Monopolies and their precious patent system are easily identifiable cruxes to the cost of living with health issues in the U.S. As an individual with Crohn’s Disease, AbbVie’s patented Humira was an option for my treatment after diagnosis. I’m glad I didn’t take it. After 2019, Americans spent 1.4 billion more on Humira the following year due to net price hikes. Individuals paid approximately 10 percent more for Humira year to year. Monopolies and the patent system that platforms them are long due a remodel.
Biden’s Build Back Better framework promises a plan to leverage drug prices lower through going to war with monopolies. The Biden administration’s plan of attack consists of limiting market exclusivity for small molecule drugs to nine years and complex biologics to 12 years. After this interim protection, the 10 most expensive drugs in the U.S. will be subject to price negotiations that will conclude in 2023 and agreed post-negotiation prices will internalize in the marketplace by 2025. To promote negotiation, drug companies that refuse to come to the table and offer reasonable prices for consumers will owe an excise tax. In this case, an excise tax is a type of flat tax imposed on the sale of each additional pharmaceutical unit operating above the preferable price-ceiling.
The problem with the Biden administration’s plan is that it focuses on punishing monopolies rather than the greater goal of opening the drug market to competitors. Excise taxes to dissuade sales above a certain price result in deadweight loss for the economy. While putting a fixed limit on market exclusivity for pharmaceuticals is a correct first step to lower America’s high drug prices, levying a tax on monopolies is not productive. The Biden administration needs to focus less on taxes and more on eliminating barriers to entry into the realm of pharmaceuticals. Competition is the true solution to overpriced drugs. The Food and Drug Administration says it themselves — “the overall cost of prescription drugs is reduced by faster generic approval times.” More substitutes for big brand names equals lower prescriptions cost for consumers. Sounds simple enough, but it is not.
Therein lies the current crux of our inflated drug prices — the FDA’s approval of generics is overtly rigorous and slow. Consolidation of firms within pharma has “reduced the ranks of companies willing to purchase and distribute generics.” So, even if the FDA flooded generics into the marketplace, these drugs wouldn't necessarily be adopted by medical providers — due to many things — one being unspoken collusion. In 2019, 157 injectable generics approved by the FDA two years prior still hadn’t reached the marketplace. Charles Silver and David Hyman from the Cato Institute attribute this occurrence of idleness to long approval processes and tall costs of integrating within an industry opposed to noval additions. Many makers of generics simply sit on their FDA approvals as research and development costs are too high to begin their operations. With all this gatekeeping and initial overhead, perhaps the patent system should be eliminated altogether.

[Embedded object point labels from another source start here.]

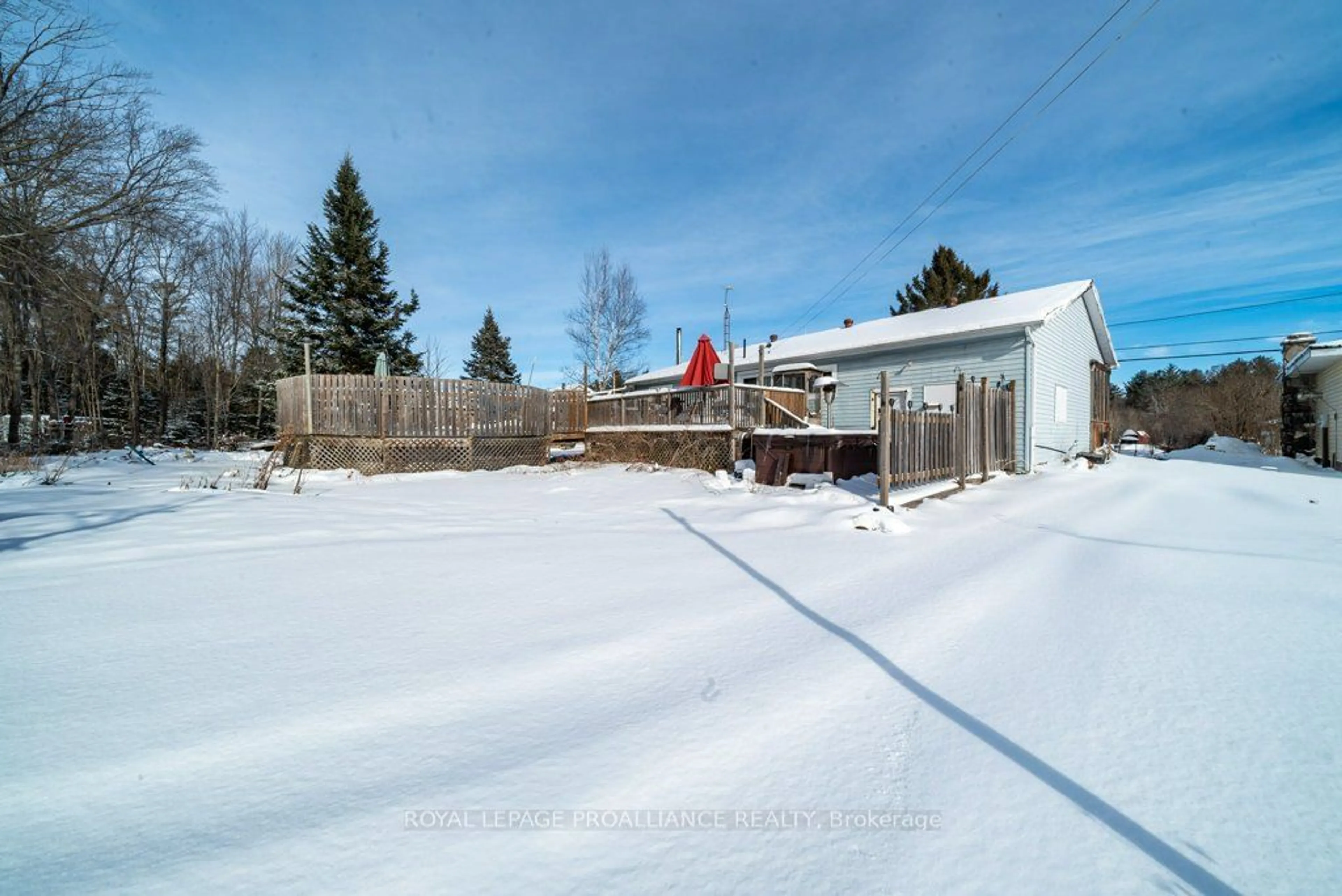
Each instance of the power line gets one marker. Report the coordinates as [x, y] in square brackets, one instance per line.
[1207, 355]
[803, 318]
[1238, 308]
[984, 164]
[1175, 345]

A solution to providing safe passage for start-ups in pharma while circumnavigating high research and development costs is a prize system in place of the current patent system. A well-developed prize regime would operate post FDA approval. After compliance is reached, barriers are moot and all interested companies are available to bring the drug — via approved processes — to market, encouraging competition. The government would match a percentage of research and development costs for the approved drug. The cash value of the subsidy for sanctioned drugs will be multiplied by need basis. For instance, the subsidy for new competitors entering the insulin market will be greater than other markets where demand is not as immediate. Moreover, pioneering pharmaceuticals will be equally rewarded, keeping innovation at the forefront of this policy’s mind.

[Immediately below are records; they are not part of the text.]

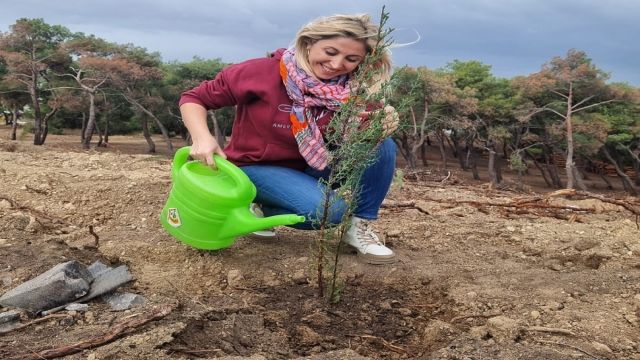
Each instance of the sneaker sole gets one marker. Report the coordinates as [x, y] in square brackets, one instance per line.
[375, 259]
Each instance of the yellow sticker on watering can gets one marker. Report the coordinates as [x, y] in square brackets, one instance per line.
[173, 217]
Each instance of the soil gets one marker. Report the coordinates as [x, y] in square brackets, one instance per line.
[471, 282]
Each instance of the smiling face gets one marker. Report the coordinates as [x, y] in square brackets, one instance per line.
[335, 56]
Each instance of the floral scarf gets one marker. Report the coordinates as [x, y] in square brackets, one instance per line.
[307, 92]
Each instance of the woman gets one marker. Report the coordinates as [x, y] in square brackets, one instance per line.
[283, 105]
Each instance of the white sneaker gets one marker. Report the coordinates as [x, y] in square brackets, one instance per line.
[367, 243]
[262, 234]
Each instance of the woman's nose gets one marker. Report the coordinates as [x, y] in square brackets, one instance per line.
[337, 64]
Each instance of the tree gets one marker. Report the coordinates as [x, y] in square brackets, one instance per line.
[575, 84]
[137, 76]
[179, 77]
[32, 53]
[91, 71]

As a Hayekian believer in free-market capitalism, I’ll be the first to say a system operating on a subsidy is just as suspect as one set to the tune of a tax. But, I am holding out hope. There is a bet to be made with this prize system. With clear receipts of government outlays that are available for public scrutiny, Americans can clearly measure their respective cost to benefit ratio. Silver and Hyman express similar sentiments for a prize system opposed to a patent, saying that “it seems better to use the tax system to fund prizes rather than to use the patent system to impose cost.” Furthermore — within a prize system funded by a tax — costs “fall on consumers, insured populations, and taxpayers. Taxing people to fund prizes is simpler, more straightforward, and fair.”

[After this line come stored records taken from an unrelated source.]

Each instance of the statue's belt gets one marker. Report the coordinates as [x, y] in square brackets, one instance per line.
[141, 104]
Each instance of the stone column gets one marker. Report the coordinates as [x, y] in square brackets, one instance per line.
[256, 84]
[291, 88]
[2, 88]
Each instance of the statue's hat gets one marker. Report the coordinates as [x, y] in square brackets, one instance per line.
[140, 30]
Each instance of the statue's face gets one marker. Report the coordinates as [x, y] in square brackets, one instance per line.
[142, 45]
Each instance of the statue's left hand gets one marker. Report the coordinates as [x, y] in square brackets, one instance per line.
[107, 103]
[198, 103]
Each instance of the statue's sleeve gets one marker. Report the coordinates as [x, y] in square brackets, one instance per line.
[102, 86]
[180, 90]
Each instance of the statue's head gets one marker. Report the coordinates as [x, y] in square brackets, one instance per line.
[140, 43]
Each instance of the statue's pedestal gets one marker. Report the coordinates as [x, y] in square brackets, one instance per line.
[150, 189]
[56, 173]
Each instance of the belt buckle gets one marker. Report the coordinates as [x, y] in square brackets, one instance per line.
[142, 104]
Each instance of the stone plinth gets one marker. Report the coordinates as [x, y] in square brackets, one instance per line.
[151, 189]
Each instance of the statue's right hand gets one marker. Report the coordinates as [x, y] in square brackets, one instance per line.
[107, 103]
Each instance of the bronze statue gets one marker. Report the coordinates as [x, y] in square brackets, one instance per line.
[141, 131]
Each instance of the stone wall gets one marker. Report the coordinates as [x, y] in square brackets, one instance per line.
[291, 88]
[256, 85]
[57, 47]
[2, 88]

A prize system to regulate our prescription-drug system should be given a chance by American taxpayers. I recognize a prize system isn’t the end all be all. The federal government still needs extensive antitrust enforcement when it comes to policing price hiking collusion among the pharma industry. Moreover, the FDA needs to be kicked into high gear to spur competition, approving generics post brand name approval. With the above resolved and American taxpayers willing to take the plunge, a prize system to replace our patent system is not an astronomical aim. A prize system would lower prescription drug prices and relinquish Americans from playing patron to price-mulish monopolies.